Gemütlicher Behördenschlaf auf Hamburger Künstlernerven

■ Vier Monate nach der „dringenden“ Bedarfsräumung des Künstlerhauses in der Thedeschule steht dieses immer noch leer

„Entweder wurden wir belogen, oder die Politiker wußten nicht, was sie tun.“ Jaakov Blumas ist sauer. Im März mußten er und ein knappes Dutzend andere Künstler kurzfristig ihre Ateliers in der Altonaer Thedestraße räumen. In das Gebäude solle dringend wieder die benachbarte Schule Chemnitzstraße einziehen, hatten die Politiker den Rauswurf begründet. Nun hat das Schuljahr begonnen, die Thedeschule aber steht immer noch leer. Nicht einmal Bauarbeiten haben inzwischen stattgefunden.
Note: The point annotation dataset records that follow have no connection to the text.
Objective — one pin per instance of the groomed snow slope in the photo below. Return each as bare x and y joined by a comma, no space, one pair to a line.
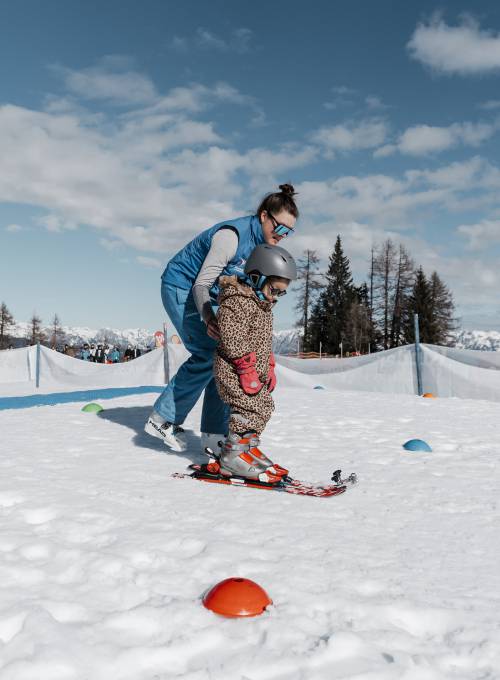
104,556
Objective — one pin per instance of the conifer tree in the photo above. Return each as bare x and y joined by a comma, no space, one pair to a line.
6,321
420,303
403,285
308,287
340,294
443,308
318,325
35,333
384,270
57,333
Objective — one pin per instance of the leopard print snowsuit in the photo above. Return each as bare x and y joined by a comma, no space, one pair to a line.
246,325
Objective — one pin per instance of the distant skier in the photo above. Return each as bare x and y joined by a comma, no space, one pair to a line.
99,355
85,353
244,363
189,291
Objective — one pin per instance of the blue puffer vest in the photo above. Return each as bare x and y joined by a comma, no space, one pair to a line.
184,267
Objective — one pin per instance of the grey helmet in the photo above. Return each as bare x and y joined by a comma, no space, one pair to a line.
269,260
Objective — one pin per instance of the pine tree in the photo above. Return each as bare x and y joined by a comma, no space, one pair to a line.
318,325
308,287
420,303
6,321
35,333
384,275
443,308
57,333
405,276
339,296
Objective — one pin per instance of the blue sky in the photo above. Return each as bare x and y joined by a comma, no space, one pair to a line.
127,127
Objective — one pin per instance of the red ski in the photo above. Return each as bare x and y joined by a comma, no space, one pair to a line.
286,485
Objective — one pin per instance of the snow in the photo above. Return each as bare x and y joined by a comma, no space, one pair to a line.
104,556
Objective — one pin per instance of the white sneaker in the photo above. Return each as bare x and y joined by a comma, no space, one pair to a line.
169,433
211,441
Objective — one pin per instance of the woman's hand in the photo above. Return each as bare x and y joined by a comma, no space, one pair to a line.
213,329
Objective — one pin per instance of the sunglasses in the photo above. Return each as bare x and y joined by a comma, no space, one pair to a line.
279,229
276,292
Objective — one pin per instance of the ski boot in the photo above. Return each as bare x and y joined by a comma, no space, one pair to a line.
169,433
241,457
211,441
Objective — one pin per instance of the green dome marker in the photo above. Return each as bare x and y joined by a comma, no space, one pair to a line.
92,408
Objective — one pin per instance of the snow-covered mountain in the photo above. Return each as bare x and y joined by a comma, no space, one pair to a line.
78,335
285,341
484,340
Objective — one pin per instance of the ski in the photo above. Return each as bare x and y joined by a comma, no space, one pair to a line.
286,485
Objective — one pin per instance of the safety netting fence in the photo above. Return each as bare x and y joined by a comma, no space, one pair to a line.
445,371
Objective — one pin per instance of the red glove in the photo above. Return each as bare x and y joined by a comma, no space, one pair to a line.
271,376
245,368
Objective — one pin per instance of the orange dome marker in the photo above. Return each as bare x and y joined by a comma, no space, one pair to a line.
237,597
Damals wurden den Künstlern von der Kulturbehörde Ersatzräume im gerade neu begründeten Atelierkomplex in der Stresemannstraße angeboten. Sieben von ihnen nahmen das Angebot an und zogen in die eiligst renovierten Ateliers. Die Räume seien zwar grundsätzlich geeignet, sagt der dorthin umgezogene Maler Peter Heber, jedoch seien sie niedriger und die Türöffnungen für größere Arbeiten zu klein. Zudem wird die Arbeit durch Lärm und Dreck gestört, denn rund um die sieben fertigen Ateliers herum wird gebaut. Diese Renovierung wird voraussichtlich noch bis April 1994 andauern, wie Rüdiger Dohrendorf, Pressesprecher des Generalmieters des Stresemannkomplexes, der Hamburger Gesellschaft für Gewerberaum, mitteilte.

In der Thedeschule ist dagegen seit über vier Monaten nichts passiert. Der zuständige Sachbearbeiter in der Schulbehörde, Klaus Oyss, begründet den Leerstand mit Planungsnotwendigkeiten: „Für eine Ausschreibung ist die Inaugenscheinnahme notwendig. Ein Belassen der Künstler im Gebäude hätte dies erschwert.“ Jetzt müssen aber wohl endlich genug Blicke geworfen worden sein, denn laut Oyss steht der Beginn der Bauarbeiten „unmittelbar bevor“. Zu sehen ist davon allerdings bis heute noch nichts.

Peter Heber kann nicht verstehen, warum er sein Atelier in der Thedeschule im April unter Zeitdruck hat räumen müssen und ein weiterer Aufschub nicht gewährt wurde. „Zumindest hätte uns der Umzugsstreß erspart werden können“, meint er. Die „hervorragende Ateliergemeinschaft“ von Designern, Architekten und Künstlern unter dem Dach der Thedeschule sei so auch unnötig früh zerstört worden.

„Für die Kultur im Stadtteil ist ein riesiger Verlust entstanden, eingeplant als Gewinn für die Schulsituation“, so Heber weiter. „Daß dann so lange überhaupt nichts passiert ist, ist bedenkenswert.“ Gerüchte, nach denen auch das in einem Nebengebäude der Thedeschule untergebrachte Tanzhaus demnächst ausziehen müßte, weist Klaus Oyss zurück: „Die Schule mißt dem Tanzhaus hohe Bedeutung zu. Eine Räumung ist nicht beabsichtigt.“

Hoffentlich ist dieser Planungsstand genauer als der vom letzten April über den Rückbau der Atelierräume in Klassenräume.